Preguntas frecuentes
¿Cuál es la jornada máxima legal vigente desde abril de 2026? 42 horas semanales, tras la segunda etapa de reducción de la Ley 21.561, que bajó la jornada de 44 a 42 horas a partir del 26 de abril de 2026.
¿Es necesario firmar un nuevo contrato por la reducción de jornada? No es obligatorio porque la reducción opera automáticamente por ley, pero sí se recomienda formalizar un anexo de contrato que refleje el nuevo horario acordado.
¿La reducción de jornada puede significar una baja de sueldo? No. La ley establece expresamente que la reducción de horas no puede implicar una disminución de las remuneraciones de los trabajadores.
¿Qué pasa si el empleador y los trabajadores no llegan a un acuerdo sobre cómo distribuir la reducción?
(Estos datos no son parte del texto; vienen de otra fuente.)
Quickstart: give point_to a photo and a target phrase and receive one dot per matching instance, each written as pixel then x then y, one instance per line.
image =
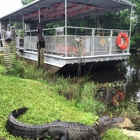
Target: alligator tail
pixel 26 131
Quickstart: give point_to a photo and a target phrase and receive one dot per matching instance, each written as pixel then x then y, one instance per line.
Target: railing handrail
pixel 75 27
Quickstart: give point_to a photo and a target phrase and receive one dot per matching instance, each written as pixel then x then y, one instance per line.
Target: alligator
pixel 58 130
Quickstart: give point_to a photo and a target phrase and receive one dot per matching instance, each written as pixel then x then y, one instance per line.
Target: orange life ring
pixel 122 46
pixel 119 96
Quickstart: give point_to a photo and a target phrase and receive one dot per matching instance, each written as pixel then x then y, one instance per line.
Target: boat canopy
pixel 55 10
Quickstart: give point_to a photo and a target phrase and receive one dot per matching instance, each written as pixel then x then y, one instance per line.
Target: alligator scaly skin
pixel 56 130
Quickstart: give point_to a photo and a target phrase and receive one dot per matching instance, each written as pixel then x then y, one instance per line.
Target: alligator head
pixel 105 123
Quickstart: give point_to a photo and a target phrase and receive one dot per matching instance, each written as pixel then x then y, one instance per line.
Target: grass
pixel 44 103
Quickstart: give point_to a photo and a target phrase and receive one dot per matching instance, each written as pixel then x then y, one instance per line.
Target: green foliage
pixel 43 98
pixel 115 134
pixel 44 104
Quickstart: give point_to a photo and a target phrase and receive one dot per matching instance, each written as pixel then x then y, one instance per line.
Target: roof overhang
pixel 54 10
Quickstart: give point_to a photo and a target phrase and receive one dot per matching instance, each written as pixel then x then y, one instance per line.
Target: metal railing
pixel 96 41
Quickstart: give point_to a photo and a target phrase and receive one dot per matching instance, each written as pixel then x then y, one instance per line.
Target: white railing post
pixel 93 38
pixel 110 50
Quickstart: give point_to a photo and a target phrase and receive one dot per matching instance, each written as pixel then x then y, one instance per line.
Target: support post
pixel 66 40
pixel 40 46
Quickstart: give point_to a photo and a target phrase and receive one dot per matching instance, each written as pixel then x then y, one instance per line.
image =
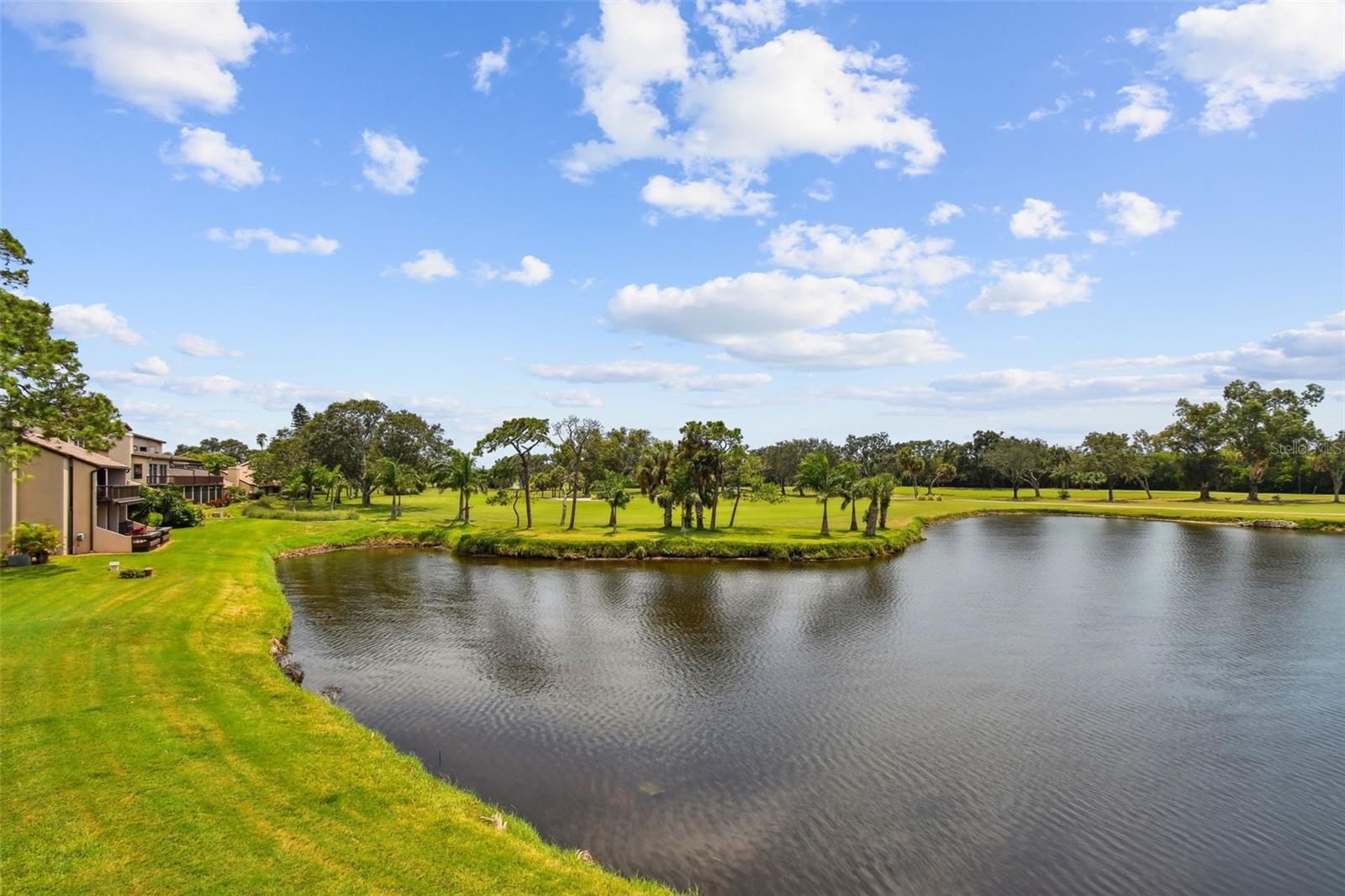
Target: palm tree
pixel 612 488
pixel 652 475
pixel 878 493
pixel 817 472
pixel 911 465
pixel 396 479
pixel 847 486
pixel 459 472
pixel 683 490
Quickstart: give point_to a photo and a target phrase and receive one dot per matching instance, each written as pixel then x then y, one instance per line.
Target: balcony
pixel 119 494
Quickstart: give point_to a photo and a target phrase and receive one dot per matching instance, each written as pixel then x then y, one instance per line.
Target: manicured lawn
pixel 150 744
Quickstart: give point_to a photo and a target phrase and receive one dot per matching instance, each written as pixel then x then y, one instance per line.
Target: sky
pixel 802 219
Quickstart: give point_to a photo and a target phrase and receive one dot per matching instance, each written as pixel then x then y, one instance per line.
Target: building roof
pixel 71 450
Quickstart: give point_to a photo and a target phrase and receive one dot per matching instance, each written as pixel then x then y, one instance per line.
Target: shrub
pixel 37 540
pixel 170 505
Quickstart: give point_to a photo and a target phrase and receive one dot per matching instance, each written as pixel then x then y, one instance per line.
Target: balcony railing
pixel 118 493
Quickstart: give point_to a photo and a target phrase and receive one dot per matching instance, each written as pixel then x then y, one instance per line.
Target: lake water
pixel 1017 705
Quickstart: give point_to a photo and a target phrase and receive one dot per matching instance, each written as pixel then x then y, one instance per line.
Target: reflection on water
pixel 1019 705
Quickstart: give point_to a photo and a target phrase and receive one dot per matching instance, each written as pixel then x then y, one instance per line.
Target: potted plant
pixel 35 540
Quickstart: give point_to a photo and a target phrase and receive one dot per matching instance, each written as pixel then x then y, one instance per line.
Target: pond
pixel 1017 705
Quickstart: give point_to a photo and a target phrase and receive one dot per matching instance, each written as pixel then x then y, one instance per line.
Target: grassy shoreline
pixel 151 743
La Dirección del Trabajo estableció una regla obligatoria: en jornadas de cinco días se resta una hora completa al final de dos días de la semana, y en jornadas de seis días se restan 50 minutos en dos días y 20 minutos en un tercer día, sin poder fraccionar la rebaja en minutos diarios.
¿Quiénes no están cubiertos por la reducción de jornada? Gerentes, administradores y apoderados con facultades de administración, trabajadores sin fiscalización superior inmediata, funcionarios públicos regidos por el Estatuto Administrativo y trabajadores a honorarios.
¿Qué aclaró el Dictamen 252/20 sobre la autonomía real de un cargo? Que el acceso a tecnología no equivale a supervisión, que los reportes periódicos no activan automáticamente el control horario, y que el contexto real del cargo importa más que el título contractual.
¿Cómo afectan estos cambios al Formulario 22? La estructura del formulario no cambia, pero los mayores costos de nómina por contratación adicional, horas extra o compensaciones de descanso son deducibles de la renta líquida imponible.